Hinzu kommt, dass Migration kostspielig ist. Sie erfordert Ressourcen, die vielen Betroffenen in gefährdeten Regionen fehlen – insbesondere, wenn sie durch eine Klimakatastrophe alles verlieren. Dadurch seien sie oft in ihren Lebensumständen gefangen und erreichten nur selten weiter entfernte Länder, sagt Novotny der Deutschen Welle. "Es ist nicht wissenschaftlich erwiesen, dass der Klimawandel tatsächlich zu internationaler Migration führt."
Falsche Bilder, reale Kosten
Nathalie Delapalme ist gerade zurück aus Rabat, wo sie den Staatsbesuch von Emmanuel Macron begleitet hat.

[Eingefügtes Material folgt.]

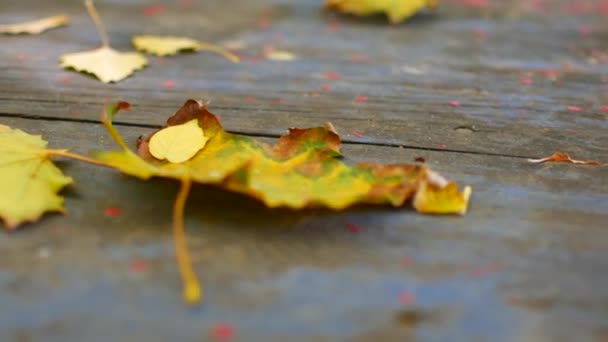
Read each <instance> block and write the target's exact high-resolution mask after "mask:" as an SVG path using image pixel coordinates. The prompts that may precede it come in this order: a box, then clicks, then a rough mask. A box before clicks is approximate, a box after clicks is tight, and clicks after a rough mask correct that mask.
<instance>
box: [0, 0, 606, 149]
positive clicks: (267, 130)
mask: <svg viewBox="0 0 608 342" xmlns="http://www.w3.org/2000/svg"><path fill="white" fill-rule="evenodd" d="M146 4H147V3H144V2H141V3H136V4H132V5H124V4H121V5H117V4H115V3H108V4H105V5H104V3H103V2H101V3H100V4H99V6H100V8H101V9H102V12H104V13H105V14H106V16H107V17H108V20H112V25H110V26H111V27H110V31H111V33H113V36H115V39H113V41H115V43H116V46H117V47H120V48H124V49H127V48H129V39H130V36H131V35H133V34H137V33H166V32H171V33H178V34H187V35H192V36H197V37H201V38H204V39H207V40H211V41H218V42H224V43H228V42H235V41H237V42H240V43H241V44H242V45H243V46H244V47H243V49H242V50H241V52H242V53H243V54H244V55H245V56H249V57H252V56H261V54H262V50H263V48H264V45H268V44H272V45H273V46H275V47H276V48H279V49H285V50H288V51H291V52H293V53H295V54H296V55H297V56H298V59H297V60H296V61H293V62H289V63H279V62H272V61H264V60H261V61H260V62H259V63H257V62H256V63H255V64H253V63H251V60H246V61H245V62H244V63H243V64H241V65H236V66H234V65H231V64H230V63H228V62H225V61H222V60H221V59H220V58H219V57H216V56H211V55H202V54H197V55H182V56H179V57H176V58H167V59H163V60H162V64H159V63H158V61H157V60H155V59H152V61H153V63H152V65H151V66H150V67H149V68H148V70H145V71H144V72H141V73H137V74H136V75H135V76H134V77H132V78H130V79H128V80H126V81H124V82H121V83H119V84H117V85H103V84H100V83H99V82H97V81H95V80H94V79H92V78H87V77H85V76H81V75H77V74H73V73H68V72H66V71H62V70H59V69H58V68H56V67H55V64H56V60H57V58H58V56H59V55H60V54H61V53H64V52H69V51H78V50H83V49H87V48H89V47H91V46H95V45H96V44H97V38H96V33H95V31H94V29H93V27H92V26H91V25H90V23H89V22H88V18H86V17H84V13H83V11H82V10H81V9H79V7H78V6H77V5H75V4H74V3H73V2H67V1H66V2H60V3H57V4H56V5H54V6H53V7H54V8H59V7H62V8H64V9H66V10H68V12H70V13H73V14H74V15H75V18H74V23H73V24H72V26H70V27H69V28H65V29H61V30H55V31H51V32H49V33H48V34H45V35H44V36H40V37H26V38H22V37H18V38H14V37H0V44H11V46H12V48H11V49H3V50H2V51H0V56H2V58H1V59H0V70H2V73H3V77H2V78H1V79H0V89H2V90H3V91H2V94H1V95H0V112H2V113H4V114H9V115H16V114H26V115H40V116H48V117H59V118H76V119H87V120H94V119H96V118H97V116H98V109H97V108H98V107H99V106H100V105H101V104H102V103H103V102H104V101H106V100H108V101H113V100H115V99H117V98H123V99H126V100H129V101H131V102H133V103H134V104H135V105H137V106H139V108H142V110H143V112H139V111H134V112H133V113H132V114H130V115H129V116H122V117H121V118H119V120H120V122H124V123H138V124H142V123H144V124H151V125H159V124H161V123H162V122H163V120H164V118H165V117H166V116H167V115H168V114H169V113H170V112H171V111H172V110H174V109H175V108H176V107H178V106H179V104H180V103H181V102H183V101H184V100H185V99H186V98H188V97H195V98H205V99H210V100H212V101H213V105H214V106H217V108H218V110H217V112H218V113H219V114H221V115H222V117H223V119H224V120H226V122H227V123H228V124H229V126H230V127H233V128H234V130H236V131H243V132H252V133H258V134H267V135H276V134H279V133H280V132H282V130H283V128H284V127H286V126H294V125H298V126H312V125H318V124H319V123H320V122H324V121H332V122H334V124H336V125H337V126H338V127H340V128H341V129H342V130H343V131H344V132H350V131H352V130H358V131H361V132H363V133H364V135H365V137H364V138H354V139H353V141H362V142H367V143H378V144H391V145H405V146H415V147H419V148H431V149H437V148H444V147H443V146H445V149H449V150H454V151H471V152H476V153H488V154H501V155H512V156H522V157H531V156H541V155H545V154H549V153H552V152H554V151H555V150H567V151H569V152H572V153H575V154H576V155H579V156H581V157H584V158H599V157H600V156H603V155H607V154H608V151H607V150H606V146H608V138H606V134H604V131H605V130H606V129H607V128H608V126H607V124H606V122H607V121H606V115H607V114H606V112H604V111H601V110H600V107H601V106H603V105H604V104H605V103H606V101H607V98H606V94H605V93H606V92H607V91H608V88H607V86H606V84H604V83H602V77H605V76H606V75H607V74H608V69H607V68H606V65H605V64H601V63H600V64H593V63H597V61H596V60H591V59H589V58H588V57H589V54H590V53H591V51H593V50H602V49H605V48H606V42H605V40H604V39H603V38H602V37H604V36H605V35H606V33H607V31H606V29H605V26H602V25H600V24H599V23H600V22H601V17H597V16H593V15H587V16H585V17H579V18H568V17H566V15H565V14H564V13H563V12H560V11H558V10H557V9H559V8H561V7H560V6H557V5H558V4H560V3H559V2H556V3H555V6H554V7H555V8H557V9H555V10H554V9H553V7H551V8H550V10H549V12H548V13H547V16H546V18H543V19H542V21H540V22H539V20H540V19H539V18H538V17H536V16H533V15H530V14H527V13H523V14H520V15H518V16H514V15H513V13H515V12H514V11H510V12H499V11H497V12H496V13H494V15H495V16H493V17H488V18H485V19H479V18H478V13H476V12H468V13H467V12H464V13H463V12H458V11H456V10H450V11H447V12H443V13H441V16H438V17H434V18H427V19H426V20H419V21H414V22H413V23H410V24H405V25H401V26H396V27H392V28H387V27H386V26H384V25H378V23H377V22H374V21H371V22H365V21H364V22H363V23H362V22H360V21H353V20H350V19H348V18H343V17H339V19H337V23H339V25H338V30H337V31H336V32H328V29H327V26H326V24H327V22H331V21H334V20H336V19H335V17H334V16H330V15H327V14H320V13H319V12H318V11H317V10H316V8H317V6H318V3H317V2H316V1H303V2H289V1H282V2H273V3H264V2H260V3H257V2H247V3H246V4H243V5H242V6H241V7H242V11H243V13H248V14H249V15H242V16H241V15H240V16H238V18H241V17H243V18H244V19H243V20H240V19H239V20H236V19H235V18H234V17H235V16H234V13H233V11H232V10H230V8H231V7H230V6H221V3H220V2H207V3H206V4H205V6H209V7H210V9H209V10H205V8H204V7H203V6H202V5H200V4H199V5H197V6H196V7H195V10H184V9H179V8H176V6H175V5H174V4H173V3H170V2H168V3H166V6H165V8H166V11H165V12H164V14H163V15H158V16H153V17H147V16H142V15H141V14H140V13H141V8H143V7H144V6H145V5H146ZM273 6H276V8H274V9H273ZM520 7H521V6H520ZM24 8H26V9H22V10H21V11H22V12H20V13H21V14H20V15H25V14H30V13H34V11H35V10H36V11H40V10H38V9H37V8H38V6H36V7H34V6H32V5H31V4H30V5H29V7H28V5H25V7H24ZM5 13H8V12H5ZM178 14H179V15H181V16H184V18H183V21H184V22H188V23H190V22H196V23H197V24H196V25H179V21H176V20H174V19H172V18H174V16H175V15H178ZM3 18H4V20H6V19H8V18H7V15H3V16H0V19H3ZM565 19H568V20H567V21H566V20H565ZM260 20H267V21H268V23H269V27H267V28H263V29H260V28H259V27H258V22H259V21H260ZM151 23H153V24H154V26H151V25H150V24H151ZM220 23H221V24H220ZM583 23H584V24H585V25H589V26H590V27H592V28H593V30H592V31H591V33H590V34H589V35H588V36H585V37H584V39H578V38H580V37H578V34H577V30H578V29H579V26H580V25H582V24H583ZM76 28H78V29H76ZM475 29H479V30H483V32H486V34H487V37H486V38H484V39H480V38H476V37H475V35H474V34H473V33H474V30H475ZM277 35H280V37H279V38H280V39H279V40H282V41H281V42H279V41H277ZM319 37H323V38H324V39H319ZM439 37H440V38H439ZM547 37H550V38H551V39H547ZM567 45H568V46H567ZM20 53H21V54H24V55H25V59H24V60H18V58H17V57H18V55H19V54H20ZM353 56H354V57H353ZM362 56H363V57H364V58H365V59H366V60H364V61H362V60H361V58H363V57H362ZM353 59H355V60H354V61H353ZM564 64H567V65H570V66H569V67H568V68H564V67H563V65H564ZM546 70H554V71H555V72H556V73H557V76H556V77H557V78H558V80H557V81H552V80H551V79H548V78H547V77H546V76H544V74H543V72H544V71H546ZM327 72H335V73H337V74H338V75H339V76H340V80H328V79H327V77H326V76H327V75H326V74H325V73H327ZM66 76H68V77H70V79H69V82H67V83H64V81H65V78H64V77H66ZM521 78H529V79H531V80H532V81H533V84H532V85H521V84H520V79H521ZM167 80H170V81H173V82H175V87H173V88H171V89H166V88H163V87H162V83H163V82H164V81H167ZM324 85H325V86H328V87H330V89H331V90H330V91H327V92H324V91H322V90H321V87H322V86H324ZM315 92H316V93H315ZM357 96H367V97H368V100H367V102H366V103H358V102H356V101H355V98H356V97H357ZM277 100H280V101H282V103H281V104H277V103H276V102H275V101H277ZM253 101H255V102H253ZM450 101H459V102H460V103H461V107H459V108H453V107H450V106H449V105H448V103H449V102H450ZM568 106H579V107H581V108H582V111H581V112H571V111H569V110H568ZM66 107H67V108H69V109H70V110H71V111H67V112H66ZM75 111H79V112H75ZM461 126H467V127H471V126H473V127H475V131H471V130H466V129H464V130H463V129H460V130H459V129H458V127H461Z"/></svg>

Migration war auch dort ein zentrales Thema. Die Französin, die seit Jahrzehnten durch Afrika reist, weiß, dass Fehlwahrnehmungen reale Kosten mit sich bringen, was auch eine neue Studie der panafrikanischen Nichtregierungsorganisation "Africa no Filter" belegt. Delapalme betont, dass Migrationspolitik auf Grunde von Stimmungen statt Fakten auch das Vertrauen zwischen den beiden Kontinenten untergraben könnte.Afrika: Studie entlarvt Klischees und zeigt Lösungswege auf
Es sei wichtig, die Migration aus Afrika differenziert zu betrachten und nicht unter dem Stichwort "Lampedusa" zu subsumieren. Lampedusa ist die italienisiche Insel, die sinnbildlich für die illegale Einwanderung im zentralen Mittelmeer steht. Delapalme spricht von einer Balance zwischen Fakten, öffentlicher Meinung und Politik, die in Einklang gebracht werden muss. "Wenn nur zwei dieser Elemente vorhanden sind, funktioniert es nicht," erklärt sie.